Extended data figures and tables

Extended Data Figure 1 RICC-seq library preparation workflow.

Cells lysed in agarose plugs after irradiation are processed within the plugs to avoid mechanical shear of DNA. The 3′ phosphate ends (and all phosphates) are removed by alkaline phosphatase treatment, then 5′ phosphates are added back by polynucleotide kinase (T4 PNK) in preparation for ligation. Short 5′ phosphorylated ssDNA fragments are then passively eluted from agarose plugs after thermal denaturation and incorporated into paired-end sequencing libraries by ligation of random hexamer overhang adapters. Adaptor dimers are removed by size selection before and after PCR amplification of libraries.

Extended Data Figure 2 Reproducibility, sequence bias, robustness to crosslinking, and genome coverage of RICC-seq data sets.

a, Irradiated cell samples (300 Gy and 0 Gy) compared between two technical replicates and 300 Gy fragment size distributions compared after subtraction of scaled 0 Gy histograms. b, Fragment size distributions compared between three biological replicates. Owing to their low random DNA cleavage baselines, experiments 1 and 2 were used for genome-wide fragment length profile analysis and calibration of the exponential cleavage model (Figs 2, 3, 4). Experiment 3 has a higher background of non-specific breaks, probably because of mild nuclease contamination during the plug processing steps of the protocol. Although the low signal-to-background ratio of this experiment led us to exclude it from genome-wide distribution analysis, we did include it in V-plot and footprint generation to obtain higher sequencing coverage of ~78 bp fragments (Fig. 1 and Extended Data Fig. 3). Background subtraction of 0 Gy signal is as in a. c, Fragment end sequence bias for all irradiation conditions in an experiment with machine-mixed random hexamer adaptor oligonucleotides. d, Fragment end sequence bias in biological replicate processed with hand-mixed random hexamer adaptor oligonucleotides. e, Raw fragment size distributions obtained from live and formaldehyde/EGS-crosslinked cells (subsampled to same sequencing depth). f, Normalized expected RICC-seq fragment density from cellular chromatin (red) or dechromatinized DNA (black) estimated by dividing the number of fragments within annotated peaks by the number within size-matched control regions elsewhere in the genome (error bars represent s.e.m. with n = 3 independent experiments; centre value is mean). g, Ratio of cellular fragment density ratio to genomic DNA fragment density ratio from f. h, P values for comparisons in g (Mann–Whitney U test; n = 3 biological replicates).

Extended Data Figure 3 RICC-seq produces characteristic 78 nt fragments around positioned nucleosomes and protection footprints at CTCF-bound sites.

a, V-plot of dechromatinized DNA control for Fig. 1f. b, V-plot of RICC-seq fragments from cells around unoccupied CTCF motifs without a CTCF ChIP-seq peak (see Methods). c, Difference in counts of RICC-seq fragment ends piled up over aggregated CTCF motifs within (bound) or outside (not bound) ChIP peaks. d, V-plot of cell and dechromatinized DNA around active (associated with RNA-CAGE peaks) transcription start sites (see Methods). e, V-plot of cell fragments around inactive TSSs (lacking an ATAC-seq peak in BJ fibroblasts).

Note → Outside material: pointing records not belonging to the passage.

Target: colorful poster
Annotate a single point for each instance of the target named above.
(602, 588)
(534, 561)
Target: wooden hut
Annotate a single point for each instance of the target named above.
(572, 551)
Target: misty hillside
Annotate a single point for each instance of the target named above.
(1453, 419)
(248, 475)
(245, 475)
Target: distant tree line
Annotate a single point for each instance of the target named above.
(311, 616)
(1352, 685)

Grey ovals are cartoon representations of nucleosome positions and phasing. Data for all panels were pooled from three biological replicates.

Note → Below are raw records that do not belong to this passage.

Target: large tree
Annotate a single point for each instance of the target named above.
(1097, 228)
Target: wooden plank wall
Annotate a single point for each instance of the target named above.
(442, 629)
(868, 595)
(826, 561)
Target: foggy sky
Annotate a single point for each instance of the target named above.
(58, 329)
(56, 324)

Extended Data Figure 4 Calculation of FLFE normalizes sequence bias in the RICC-seq fragment size distribution throughout the genome.

a, Workflow for calculating and normalizing FLFE. b, Fragment length distributions in 1 Mb windows sorted by GC content. c, FLFE with respect to lookup table of GC content-binned genome-wide average FLD in equal-sized windows. d, Z-scores of chromatin annotations in same 1 Mb windows. See Methods for annotation details. Data are pooled from two biological replicates.

Extended Data Figure 5 FLFE PC1 and regional profiles are reproducible across biological replicates.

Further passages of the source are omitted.